City analysts have it that Debenhams is in for a tough five years and, unremarkably, that the growth of the past five years is unsustainable. Fair enough – we can’t argue with that. But, in an often unremittingly dull market, it’s also worth focusing on the bull points that go alongside the Debenhams results. Sales are up 7.8 per cent, earnings per share are up 17.4 per cent and margins have improved fractionally from l0.2 per cent to l0.6 per cent. Debenhams is also opening 16 new stores, creating at least 6,000 new jobs – a level of investment that it considers a strong indication of its confidence in the future.

As the City indicates, that confidence is going to be tested over the coming five years. We shouldn’t be too quick to adorn the management of Debenhams with laurels. But nor should we consign the retail sector to an extended probationary period.
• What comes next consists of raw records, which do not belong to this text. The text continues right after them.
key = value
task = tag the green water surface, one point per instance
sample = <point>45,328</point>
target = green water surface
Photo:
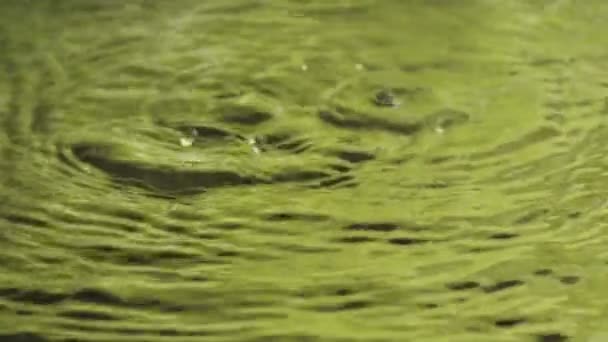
<point>283,170</point>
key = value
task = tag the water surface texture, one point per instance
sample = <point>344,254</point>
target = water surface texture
<point>242,170</point>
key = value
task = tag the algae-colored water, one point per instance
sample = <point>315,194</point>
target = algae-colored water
<point>371,170</point>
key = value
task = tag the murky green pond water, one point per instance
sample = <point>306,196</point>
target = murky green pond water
<point>242,170</point>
It needs investment and, if we don’t identify the pearls, then those who predict a collapse in the value of retail shares, will be vindicated by their own self-fulfilling prophecy.

Take Boots, whose shares have been actively traded in the 920p-940p range this past week against a high for the year of 990p. Boots reports a financial year to end-March, is consequently in closed season and we will be hearing in the near future what its management, led by chief executive Lord Blyth, has to make of its prospects. But, unencumbered by the immediate excitements of short-term performance and what the share price does in response, it is worth looking at Boots as a paradigm of longer-term retail analysis.

Boots paid some 900m for Ward White at the start of this decade – something of a pig in a poke. It included brands such as Halfords, AG Stanley and Payless. I visited Ward White in the US in 1989 and rather felt that there was an unguided enthusiasm for purchasing ordinary chains of motor-spares chains – in short, the management thought America was the place to expand but was unsure why. Its acquisition by Boots demonstrated that there was a lot more talk than delivery in Ward White.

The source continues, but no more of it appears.